Warner Bros. movie release
Warner Bros.’ new heart-pounding thriller “Gravity” starring
Sandra Bullock and George Clooney promises to pull audiences into the infinite
and unforgiving realm of deep space. The film was directed by Oscar® nominee
Alfonso Cuarón (“Children of Men,” “Harry Potter and the Prisoner of Azkaban”).
Photo courtesy of Warner Bros. |
In the film, Dr. Ryan Stone (Bullock) is a brilliant medical
engineer on her first shuttle mission, with veteran astronaut Matt Kowalski
(Clooney) in command. But on a seemingly routine mission, disaster strikes. The
shuttle is destroyed, leaving Stone and Kowalski completely alone—tethered to
nothing but each other and spiraling out into the blackness. The deafening
silence tells them they have lost any link to Earth…and any chance for rescue.
As fear turns to panic, every gulp of air eats away at what little oxygen is
left. But the only way home may be to go further out into the terrifying
expanse of space.
Right now, orbiting hundreds of miles above the Earth, there
are people working in a place where there is very little separation between
life and death. The inherent dangers of spaceflight have grown in the decades
since we first began venturing beyond our own atmosphere…and those increasing
dangers are manmade. The refuse from past missions and defunct satellites has
formed a debris field that can cause disaster in an instant. NASA has even
given the scenario a name: the Kessler Syndrome.
David Heyman, who produced “Gravity” with Cuarón, attests,
“This is a real issue. Every screw or piece of junk that has been dropped or
left behind is orbiting at an incredible speed and if, or when, they collide,
they create still more debris. It is life-threatening for the astronauts, the
spacecrafts and possibly for us here on Earth, too.”
Bullock affirms, “It is heartbreaking to think about not
only the destruction of this planet, but also about what we don’t see: the
trash that is literally orbiting above us.”
That premise becomes the catalyst for a harrowing fight for
survival in “Gravity,” which transports you into the awe-inspiring but
forbidding vacuum of space.
The
film opens in the silent abyss above the Earth’s atmosphere, where the Shuttle
Explorer is in orbit. Mission Specialist Ryan Stone (Bullock), attached to a
robotic arm, is installing a new scanning system on the Hubble Telescope. Dr.
Stone’s obvious discomfort in zero gravity is in stark contrast to Mission
Commander Matt Kowalski’s (Clooney) apparent ease. On his final voyage into
space, Kowalski is having a fine time testing the mettle of a new jet pack that
lets him fly unrestrained by the usual tethers.
On the other side of the planet, the intentional demolition
of an obsolete satellite has sent sharp fragments hurtling into space, setting
off a chain reaction that puts the fast-growing debris field on a collision
course with Explorer. The inescapable impact is catastrophic, destroying the
shuttle and leaving Stone and Kowalski as the lone survivors. All communication
with Mission Control has been lost…and, with it, any chance of rescue. Adrift
in the void, the two must find a way to see past their own limitations and
escape their inertia if they are ever going to get back to Earth.

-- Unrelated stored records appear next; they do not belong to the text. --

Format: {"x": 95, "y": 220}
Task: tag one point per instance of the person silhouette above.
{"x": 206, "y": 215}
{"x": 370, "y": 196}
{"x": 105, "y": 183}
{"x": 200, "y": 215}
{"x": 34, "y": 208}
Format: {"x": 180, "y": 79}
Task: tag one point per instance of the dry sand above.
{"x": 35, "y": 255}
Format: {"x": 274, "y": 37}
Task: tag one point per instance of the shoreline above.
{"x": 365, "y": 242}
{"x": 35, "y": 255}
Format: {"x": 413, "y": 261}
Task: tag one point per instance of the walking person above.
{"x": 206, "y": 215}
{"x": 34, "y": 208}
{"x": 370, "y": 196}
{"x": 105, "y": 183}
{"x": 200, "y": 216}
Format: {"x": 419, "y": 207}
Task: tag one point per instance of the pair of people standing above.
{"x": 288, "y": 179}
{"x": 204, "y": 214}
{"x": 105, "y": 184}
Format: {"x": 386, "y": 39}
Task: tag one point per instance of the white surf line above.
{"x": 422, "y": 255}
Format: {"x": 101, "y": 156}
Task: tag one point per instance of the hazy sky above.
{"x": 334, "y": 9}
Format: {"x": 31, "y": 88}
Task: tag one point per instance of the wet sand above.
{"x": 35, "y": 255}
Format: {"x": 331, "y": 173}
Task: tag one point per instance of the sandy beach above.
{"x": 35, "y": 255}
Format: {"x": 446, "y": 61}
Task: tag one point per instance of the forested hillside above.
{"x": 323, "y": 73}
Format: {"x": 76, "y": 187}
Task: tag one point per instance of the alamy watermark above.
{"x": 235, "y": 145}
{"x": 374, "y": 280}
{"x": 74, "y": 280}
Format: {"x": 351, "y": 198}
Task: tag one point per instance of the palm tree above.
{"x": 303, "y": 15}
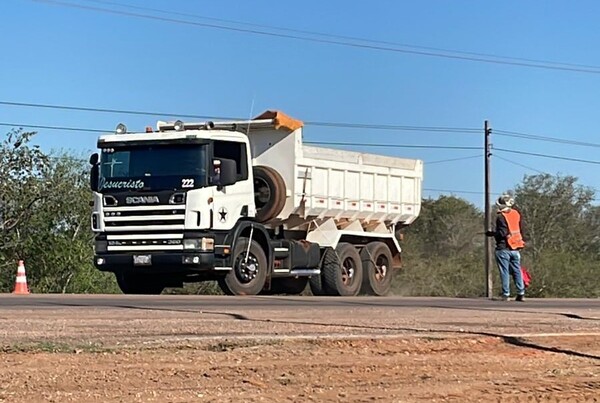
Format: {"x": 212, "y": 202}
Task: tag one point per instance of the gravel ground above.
{"x": 269, "y": 354}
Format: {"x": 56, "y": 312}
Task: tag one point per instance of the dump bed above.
{"x": 326, "y": 183}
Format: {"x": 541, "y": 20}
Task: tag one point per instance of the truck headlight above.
{"x": 205, "y": 244}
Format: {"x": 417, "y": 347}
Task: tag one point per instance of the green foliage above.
{"x": 45, "y": 220}
{"x": 444, "y": 256}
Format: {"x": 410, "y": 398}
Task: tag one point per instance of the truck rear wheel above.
{"x": 377, "y": 266}
{"x": 269, "y": 193}
{"x": 317, "y": 283}
{"x": 133, "y": 283}
{"x": 249, "y": 271}
{"x": 345, "y": 277}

Bullock remarks, “I think it’s a story about what makes us
try when it seems there is no light at the end of the tunnel. What is it that
makes you go that extra step just in case it was worth the effort to try?”
“It is very much a woman’s passage
from a place of loss and being in an emotionally numb state to a place where
she rediscovers her purpose and reason for life…and then fights for it,” Heyman
concludes.
Opening
across the Philippines in Oct. 3
in IMAX 3D, Digital 3D, 2D and regular theatres, “Gravity” is distributed
worldwide by Warner Bros. Pictures, a Warner Bros. Entertainment company.